Targets, Best Buys, IHOPs and casinos—
everything a primary color except the stucco

cube house squatting on its track, the pride
my single mother paid for by herself, mostly,

which shouldn’t matter at this point—just look
at her trying so hard to make a normal life

for us: she stains the cement floor like mud
finger paint, an impromptu weekend project,

she switches on the electric fireplace for the dog
as we leave to pick up Chinese food so we can sit

in her bed and watch HBO, that’s what we do
on Sundays. My prepubescent body wrapped

in booty shorts and a Bon Jovi t-shirt curling
next to her. She makes dinner sometimes,

always pork chops and green beans. Every night
is the end of a hard day. Once we had a pigeon

problem, shit covered the patio—watch her sprinkle
Alka-Seltzer everywhere, even on the phallic yucca,

and whisper those birds will nibble up these chalky
pellets, fly far away, and blow up. She rearranges

all the wrought-iron furniture, spruces up the beds
on the floor with no box springs, stocks the pantry

with perfectly lined boxes of Cheez-Its, Slim Jims
and vitamin C. And here I am now telling you

about the shape of me beneath her feather
comforter, our luxury, and the pigeon plucking

and blinking at the skyscraper palm tree, how
that whole world she made came and went so fast.

Reprinted from Sugar Work (Alice James Books, 2022) with the permission of the author.

On “Home in Las Vegas” 

I can’t remember the genesis of this poem, but an image comes to mind. One summer, probably ten years ago now, while I was home for a holiday, my best friend and I drove to our high school. We wanted to sing the songs of our adolescence and remember how and what we’d survived as teenagers. To get to the school from our neighborhood, you drive down Rainbow Boulevard and across Highway 215—a belt that circles the outer rim of Las Vegas. When I first learned to drive, this highway felt like what I’d imagined as the Autobahn in Germany. People went fast. In some spots, the highway edges the mountains that frame the valley and while on it, you see down into the city, into the desert turned neon, all its stucco suburban sprawl spreading out from the Las Vegas Strip, that infamous row of hotels and entertainment in the center. To get to our high school, though, you cross this highway and watch the Strip in your rearview mirror get smaller. While growing up, my school felt like it was on the outskirts of the city because it was outside Highway 215’s rim. Nothing had been built that far out yet, and on this trip home, while cruising Rainbow right after we crossed the 215, as we say, an entire shopping complex seemed to have sprung up out of nowhere. Petco, Target, BestBuy, a movie theater, Jamba Juice—it was all there. The bit of desert that felt untouched when I was younger was different, and the image of that shopping center at dusk, all the streetlights on, is what comes to mind now. This is where the poem begins.

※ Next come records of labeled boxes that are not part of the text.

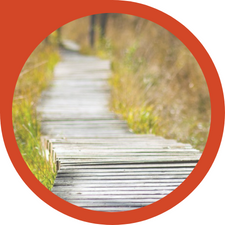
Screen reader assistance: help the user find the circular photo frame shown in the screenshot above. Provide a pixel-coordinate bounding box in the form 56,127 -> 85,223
1,0 -> 224,224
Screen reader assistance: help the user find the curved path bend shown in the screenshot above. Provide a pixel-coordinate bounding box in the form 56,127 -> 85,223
38,43 -> 201,212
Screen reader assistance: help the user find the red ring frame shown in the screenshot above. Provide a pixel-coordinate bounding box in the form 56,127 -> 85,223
0,0 -> 224,224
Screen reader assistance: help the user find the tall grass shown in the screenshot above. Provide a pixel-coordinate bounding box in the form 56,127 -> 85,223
12,43 -> 59,189
59,14 -> 211,150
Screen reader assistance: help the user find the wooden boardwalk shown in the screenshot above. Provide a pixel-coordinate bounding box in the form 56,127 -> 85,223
38,43 -> 201,212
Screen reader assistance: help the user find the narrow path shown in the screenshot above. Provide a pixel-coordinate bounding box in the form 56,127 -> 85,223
38,44 -> 201,212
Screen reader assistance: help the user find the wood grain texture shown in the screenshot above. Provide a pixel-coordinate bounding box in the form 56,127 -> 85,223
38,43 -> 201,212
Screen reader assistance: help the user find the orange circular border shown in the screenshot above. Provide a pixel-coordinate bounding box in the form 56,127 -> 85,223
0,0 -> 224,224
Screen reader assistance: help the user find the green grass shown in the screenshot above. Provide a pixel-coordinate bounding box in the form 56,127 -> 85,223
12,43 -> 59,190
55,14 -> 211,151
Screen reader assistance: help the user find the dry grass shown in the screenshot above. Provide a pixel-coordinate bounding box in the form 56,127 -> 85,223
60,14 -> 211,150
12,43 -> 59,189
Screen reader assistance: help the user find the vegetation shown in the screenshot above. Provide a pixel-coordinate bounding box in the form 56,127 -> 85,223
63,14 -> 211,150
12,43 -> 59,189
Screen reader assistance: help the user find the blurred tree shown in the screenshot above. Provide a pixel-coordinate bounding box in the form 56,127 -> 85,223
89,13 -> 108,48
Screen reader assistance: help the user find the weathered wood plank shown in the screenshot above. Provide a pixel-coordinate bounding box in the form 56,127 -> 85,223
37,43 -> 201,212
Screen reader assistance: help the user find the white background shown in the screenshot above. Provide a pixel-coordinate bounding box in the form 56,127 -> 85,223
0,0 -> 225,225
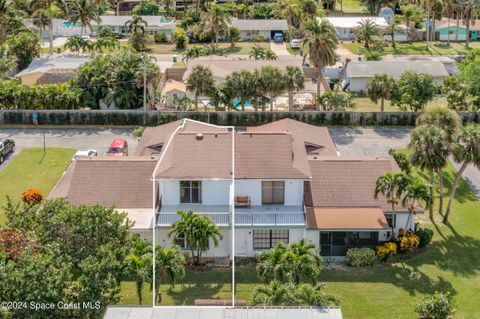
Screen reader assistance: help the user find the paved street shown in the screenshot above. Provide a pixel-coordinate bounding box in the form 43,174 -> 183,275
0,128 -> 137,170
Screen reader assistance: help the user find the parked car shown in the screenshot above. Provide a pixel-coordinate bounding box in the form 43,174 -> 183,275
72,150 -> 98,161
290,39 -> 302,49
0,139 -> 15,164
107,139 -> 128,156
273,33 -> 283,43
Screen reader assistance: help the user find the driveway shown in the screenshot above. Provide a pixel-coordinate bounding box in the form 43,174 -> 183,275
0,128 -> 138,170
329,128 -> 480,197
270,40 -> 290,56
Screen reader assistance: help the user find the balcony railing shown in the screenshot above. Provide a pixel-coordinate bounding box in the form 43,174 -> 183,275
157,212 -> 305,226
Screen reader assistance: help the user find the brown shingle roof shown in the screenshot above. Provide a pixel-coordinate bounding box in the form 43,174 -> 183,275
247,119 -> 337,155
305,156 -> 405,211
156,132 -> 232,179
307,207 -> 389,230
235,132 -> 311,179
48,157 -> 157,208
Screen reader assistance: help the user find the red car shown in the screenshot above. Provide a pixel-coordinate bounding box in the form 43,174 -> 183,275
107,139 -> 128,156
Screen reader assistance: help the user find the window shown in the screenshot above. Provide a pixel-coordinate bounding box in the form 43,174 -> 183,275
180,181 -> 202,204
253,229 -> 288,249
262,181 -> 285,205
385,214 -> 397,228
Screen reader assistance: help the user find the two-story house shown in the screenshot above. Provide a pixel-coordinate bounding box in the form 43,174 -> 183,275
50,119 -> 414,257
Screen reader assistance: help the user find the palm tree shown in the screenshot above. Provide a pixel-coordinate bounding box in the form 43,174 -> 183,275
155,246 -> 185,302
256,240 -> 322,284
443,124 -> 480,224
201,5 -> 230,50
417,107 -> 462,214
187,65 -> 214,111
260,66 -> 285,112
402,177 -> 433,229
367,74 -> 397,112
355,19 -> 382,50
302,19 -> 338,100
125,15 -> 148,34
284,65 -> 305,111
68,0 -> 101,35
374,172 -> 408,212
409,124 -> 450,219
252,280 -> 296,306
127,236 -> 152,305
168,211 -> 222,265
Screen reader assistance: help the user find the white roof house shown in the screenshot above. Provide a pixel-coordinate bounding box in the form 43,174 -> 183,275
103,307 -> 343,319
346,61 -> 450,92
15,54 -> 89,85
321,17 -> 388,28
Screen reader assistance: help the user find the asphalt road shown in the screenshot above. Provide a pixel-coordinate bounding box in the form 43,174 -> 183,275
0,127 -> 480,195
0,128 -> 138,170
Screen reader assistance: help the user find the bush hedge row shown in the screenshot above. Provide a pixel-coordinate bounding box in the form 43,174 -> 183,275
0,110 -> 480,126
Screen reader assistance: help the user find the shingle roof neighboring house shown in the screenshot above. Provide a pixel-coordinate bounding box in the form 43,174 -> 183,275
230,19 -> 288,31
247,119 -> 338,156
48,157 -> 157,209
305,156 -> 406,212
347,61 -> 449,78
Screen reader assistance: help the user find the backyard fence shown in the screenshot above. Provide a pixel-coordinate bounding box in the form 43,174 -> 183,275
0,110 -> 480,126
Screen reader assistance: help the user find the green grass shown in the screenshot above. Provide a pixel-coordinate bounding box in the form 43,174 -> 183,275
122,159 -> 480,319
343,41 -> 480,55
353,96 -> 447,112
0,148 -> 75,226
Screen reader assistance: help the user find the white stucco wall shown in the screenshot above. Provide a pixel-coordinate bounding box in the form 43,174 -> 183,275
160,180 -> 230,205
235,179 -> 303,206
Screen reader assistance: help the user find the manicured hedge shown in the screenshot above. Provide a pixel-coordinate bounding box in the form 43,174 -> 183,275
0,110 -> 480,126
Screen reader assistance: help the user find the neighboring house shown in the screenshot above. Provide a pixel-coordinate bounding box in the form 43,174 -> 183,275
230,19 -> 288,40
342,61 -> 450,92
49,119 -> 415,257
435,17 -> 480,41
319,17 -> 407,41
15,54 -> 88,86
161,80 -> 187,107
48,16 -> 175,40
183,56 -> 302,84
103,306 -> 343,319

I do not believe one place is more chaotic than another. Perhaps this is misguided, and I’ll change my mind. I know my childhood wasn’t quite a childhood—there was mania—and I am never sure this is something to grieve or simply accept. I do know my mother tried in that shiny arid city to make a home we could be proud of, which is ultimately the driving force of this poem. She has since sold that house. Whenever I visit her now, in her and her partner’s newer, fancier home, I always want to go past the old house and drive to the high school’s empty parking lot with Sarah. What feels familiar is my mother’s body, Sarah’s body, and the parts of Rainbow Boulevard right around our old neighborhood. Mary Ruefle says, “the dream of all poetry is to cut a hole in time” (Madness, Rack, and Honey, 237). I rummaged through first drafts of this poem, and I appear to have started writing it in June of 2015, which was the beginning of huge life changes for me, perhaps the first in my adult life. Changes that were all my own and not a consequence of my mother’s life. I suppose the genesis of this poem, like most of the poems I am writing now, comes from my desire to preserve some sense of home.